Sobald der Glaube schwer und sauer fällt, ist es gar kein Glaube; Glaube ist nur, was frei aus dem Herzen kommt. Etwas im Glauben tun heißt etwas tun, weil man nicht anders kann, und du begreifst nun, welchen lieblichen Sinn die Worte des Paulus haben, daß, was nicht im Glauben geschieht, Sünde ist. Allerdings der, dem nichts von Herzen kommt, der Ungläubige, der kein Herz hat, dem ist es leichter, Brandopfer als sein Herz darzubringen.

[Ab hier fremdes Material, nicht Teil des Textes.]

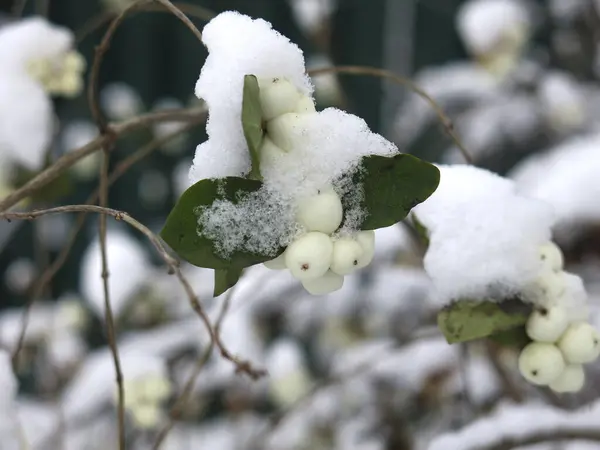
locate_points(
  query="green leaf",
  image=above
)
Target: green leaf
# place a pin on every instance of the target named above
(181, 230)
(421, 230)
(514, 338)
(226, 279)
(58, 188)
(393, 186)
(252, 122)
(467, 320)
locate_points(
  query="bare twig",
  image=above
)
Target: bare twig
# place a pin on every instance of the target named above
(48, 274)
(242, 366)
(189, 385)
(553, 435)
(382, 73)
(69, 159)
(105, 17)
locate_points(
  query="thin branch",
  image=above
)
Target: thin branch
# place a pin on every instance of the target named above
(66, 161)
(242, 366)
(182, 399)
(382, 73)
(582, 434)
(105, 17)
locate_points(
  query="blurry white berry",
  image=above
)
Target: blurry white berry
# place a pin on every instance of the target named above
(551, 256)
(541, 363)
(580, 343)
(346, 255)
(322, 212)
(277, 96)
(286, 130)
(367, 240)
(326, 284)
(571, 379)
(547, 324)
(305, 105)
(277, 263)
(549, 287)
(309, 256)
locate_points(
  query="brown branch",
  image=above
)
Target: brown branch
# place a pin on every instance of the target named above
(105, 17)
(68, 160)
(581, 434)
(242, 366)
(182, 399)
(47, 276)
(382, 73)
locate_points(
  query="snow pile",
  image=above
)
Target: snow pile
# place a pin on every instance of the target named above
(484, 236)
(486, 24)
(566, 177)
(35, 60)
(307, 158)
(255, 48)
(128, 268)
(513, 423)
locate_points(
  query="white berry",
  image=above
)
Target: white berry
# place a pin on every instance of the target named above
(571, 379)
(367, 241)
(286, 130)
(549, 287)
(326, 284)
(305, 105)
(322, 212)
(547, 324)
(346, 255)
(309, 256)
(551, 256)
(277, 263)
(277, 96)
(580, 343)
(541, 363)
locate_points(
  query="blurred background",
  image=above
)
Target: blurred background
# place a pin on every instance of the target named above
(520, 82)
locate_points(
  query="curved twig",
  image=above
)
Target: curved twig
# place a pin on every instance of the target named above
(382, 73)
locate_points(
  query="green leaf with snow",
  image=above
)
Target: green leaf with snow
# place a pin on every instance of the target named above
(183, 232)
(252, 124)
(392, 186)
(226, 279)
(467, 320)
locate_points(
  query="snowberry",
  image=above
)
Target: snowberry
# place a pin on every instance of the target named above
(541, 363)
(284, 130)
(580, 343)
(547, 324)
(326, 284)
(309, 256)
(549, 287)
(551, 256)
(305, 105)
(270, 155)
(570, 380)
(322, 212)
(347, 253)
(367, 240)
(277, 263)
(277, 96)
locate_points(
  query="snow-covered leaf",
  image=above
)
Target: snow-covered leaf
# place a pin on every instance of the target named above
(393, 186)
(252, 122)
(467, 320)
(183, 232)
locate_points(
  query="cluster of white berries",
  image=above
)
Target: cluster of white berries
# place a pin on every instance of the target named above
(59, 76)
(319, 258)
(560, 344)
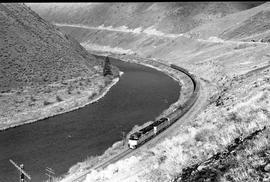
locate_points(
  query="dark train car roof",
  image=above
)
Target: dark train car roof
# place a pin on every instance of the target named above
(161, 120)
(135, 135)
(146, 129)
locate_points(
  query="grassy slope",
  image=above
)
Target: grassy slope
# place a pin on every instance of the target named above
(238, 102)
(175, 17)
(40, 67)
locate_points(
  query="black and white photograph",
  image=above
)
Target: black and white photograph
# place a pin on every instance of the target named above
(135, 91)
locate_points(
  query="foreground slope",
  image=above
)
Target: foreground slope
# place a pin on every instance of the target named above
(230, 56)
(41, 67)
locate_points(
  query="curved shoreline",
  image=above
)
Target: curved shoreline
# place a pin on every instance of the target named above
(117, 146)
(104, 91)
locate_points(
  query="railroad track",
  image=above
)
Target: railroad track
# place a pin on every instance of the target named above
(187, 105)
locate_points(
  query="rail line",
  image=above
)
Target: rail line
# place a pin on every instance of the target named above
(176, 114)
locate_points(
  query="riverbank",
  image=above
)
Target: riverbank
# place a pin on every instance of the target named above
(118, 147)
(57, 101)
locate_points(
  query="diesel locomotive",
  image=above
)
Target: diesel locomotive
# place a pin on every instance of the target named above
(146, 133)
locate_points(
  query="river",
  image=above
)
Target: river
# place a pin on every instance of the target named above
(63, 140)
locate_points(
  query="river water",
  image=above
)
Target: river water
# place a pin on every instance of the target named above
(63, 140)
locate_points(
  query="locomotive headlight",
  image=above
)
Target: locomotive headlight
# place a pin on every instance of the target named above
(132, 143)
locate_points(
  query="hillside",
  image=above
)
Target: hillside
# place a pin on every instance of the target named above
(177, 17)
(226, 45)
(41, 67)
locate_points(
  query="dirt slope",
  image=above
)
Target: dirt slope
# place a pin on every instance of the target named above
(37, 62)
(177, 17)
(213, 41)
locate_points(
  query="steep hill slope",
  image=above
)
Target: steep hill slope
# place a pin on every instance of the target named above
(177, 17)
(37, 63)
(233, 69)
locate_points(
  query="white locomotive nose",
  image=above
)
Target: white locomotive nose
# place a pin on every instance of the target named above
(132, 143)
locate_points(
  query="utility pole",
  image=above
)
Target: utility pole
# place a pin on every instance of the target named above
(49, 172)
(123, 137)
(21, 171)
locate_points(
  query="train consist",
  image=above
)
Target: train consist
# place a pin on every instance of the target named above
(146, 133)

Um dem Begriff des Glaubens noch näher zu kommen, laß uns auch seinen Gegensatz, den Unglauben, ins Auge fassen. Luther sagt gelegentlich: der Ungläubige, der nur sich selbst anbetet; und das scheint mir das deutlichste Licht auf das Wesen des Unglaubens zu werfen. Ferner: „Gott ist den Sündern nicht feind, nur den Ungläubigen, das sind solche, die ihre Sünde nicht erkennen, klagen, noch Hilfe dafür bei Gott suchen, sondern durch ihre eigene Vermessenheit sich selbst reinigen wollen.“ Und: „Das muß wohl folgen aus dem Unglauben, der da keinen Gott hat und will sich selbst versorgen.“

Der Ungläubige ist also mein Freund Luzifer, der, weil er sich an Gottes Stelle setzt, sich selbst lenkt, für sich selbst sorgt, selbst Gesetze gibt, denen seine passive, sinnliche Hälfte gehorchen soll. Natürlich muß diese auch alle Kraft aus seinem Ich, seiner aktiven Hälfte, beziehen, die aber beschränkt, endlich ist, und wenn sie sich nicht aus Gott ersetzt, sich bald erschöpft. Beständiges Selbstwollen muß zu vollständiger Entkräftung führen, wenn es sich nicht im Zustande des Nichtwollens erholen kann. Glauben ist Nichtselbstwollen, statt dessen Gott in sich wollen lassen. Die Überspannung der eigenen Kraft zeigt sich in unserer Zeit in der großen Anzahl von Menschen mit überspanntem Nervensystem; sie gehen an ihrer Eigenwilligkeit, an ihrer Unfähigkeit, durch vorübergehende Selbstaufgabe Kraft zu schöpfen, zugrunde. Es wäre ja gegen den schönen Luzifer nichts einzuwenden, wenn er glücklich wäre; aber sein Selbst ist ihm keine Freuden- und Kraftquelle, kein Herrscherthron, sondern ein Marterpfahl, an den er gebunden ist. Die Frucht des Glaubens ist der Friede, heißt es im Evangelium des Johannes; daraus folgt, daß die Frucht des Unglaubens Unfriede ist, innere Zerrissenheit, Kraftlosigkeit. Die Frage: Wie werde ich selig? Wie bekomme ich einen gnädigen Gott? läßt sich auch so fassen: Was verschafft mir inneren Frieden und damit Kraft? Die Antwort lautet: Aufgabe deines Selbst und Hingabe an Gott. Nicht nur selbstbewußt, sondern zugleich gottbewußt oder unbewußt leben.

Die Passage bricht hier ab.